Introduction to TensorFlow¶
This part is based on the Hull reference: Machine Learning for Economics and Finance in TensorFlow 2
#Equivalent of a numpy array in TensorFlow:
X = tf.constant([[1, 2],
[3, 4]], tf.float32)
y = tf.constant([[3],
[8]], tf.float32)
print(tf.matmul(X, y) == X@y)
tf.Tensor( [[ True] [ True]], shape=(2, 1), dtype=bool)
#OLS in TensorFlow:
beta = tf.linalg.inv(tf.transpose(X) @ X) @ (tf.transpose(X) @ y)
print(beta)
tf.Tensor( [[2.0000305 ] [0.49999237]], shape=(2, 1), dtype=float32)
def ols_predict(X_test, beta):
y_predict = tf.matmul(X_test, beta)
return y_predict
y_pred = ols_predict(X, beta)
print(y_pred, y)
tf.Tensor( [[3.0000153] [8.000061 ]], shape=(2, 1), dtype=float32) tf.Tensor( [[3.] [8.]], shape=(2, 1), dtype=float32)

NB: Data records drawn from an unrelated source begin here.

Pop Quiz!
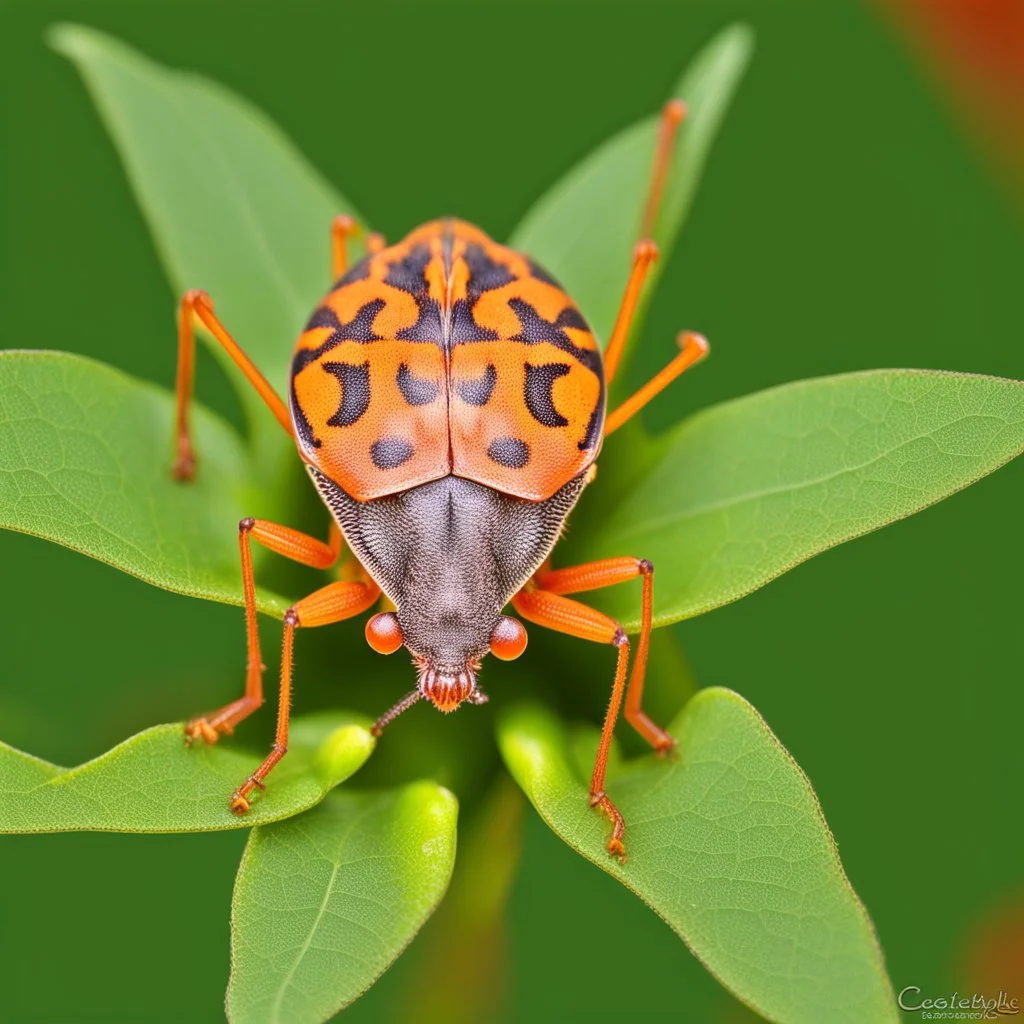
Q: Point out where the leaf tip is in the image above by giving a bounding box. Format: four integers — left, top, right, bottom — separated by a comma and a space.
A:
316, 724, 377, 786
43, 22, 96, 60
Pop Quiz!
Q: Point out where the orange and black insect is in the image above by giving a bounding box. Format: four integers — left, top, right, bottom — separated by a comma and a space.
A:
174, 100, 707, 857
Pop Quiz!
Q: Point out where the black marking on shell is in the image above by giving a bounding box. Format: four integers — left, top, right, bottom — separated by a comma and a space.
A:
487, 437, 529, 469
370, 437, 416, 469
449, 299, 498, 345
501, 299, 603, 377
384, 244, 430, 295
396, 362, 440, 406
321, 360, 370, 427
526, 259, 564, 291
332, 256, 370, 292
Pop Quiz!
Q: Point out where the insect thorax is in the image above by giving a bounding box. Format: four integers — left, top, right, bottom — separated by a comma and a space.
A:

Generalized Linear Model with TensorFlow¶
This part was taken and adapted from https://yxue-me.com/post/2019-09-21-tensorflow-for-statisticians-2019/. It relies on the TensorFlow Probability library, which is more advanced than the rest of this tutorial. If you are interested in going further, you should take a look here: https://www.tensorflow.org/probability?hl=fr
#Data Generation: Quick tuto on TensorFlow Probability
#Set up a distribution:
ndist = tfd.Normal(loc = 0, scale = 1)
#Take a sample of 5 draws:
ndist.sample(5)
<tf.Tensor: shape=(5,), dtype=float32, numpy= array([ 1.7109102 , -0.2803424 , 1.9079707 , -0.05166156, 0.6280364 ], dtype=float32)>
#Bernoulli:
bdist = tfd.Bernoulli(probs=[-10, 0.5, 0.9])
bdist.sample(20)
<tf.Tensor: shape=(20, 3), dtype=int32, numpy= array([[0, 1, 1], [0, 1, 1], [0, 1, 1], [0, 0, 1], [0, 0, 1], [0, 0, 1], [0, 1, 1], [0, 0, 1], [0, 0, 1], [0, 0, 1], [0, 0, 1], [0, 0, 1], [0, 1, 1], [0, 1, 1], [0, 1, 1], [0, 0, 1], [0, 0, 1], [0, 0, 1], [0, 0, 0], [0, 1, 1]])>
#Data Simulation
data = tfd.Normal(loc= 0, scale = 1).sample([10000, 20])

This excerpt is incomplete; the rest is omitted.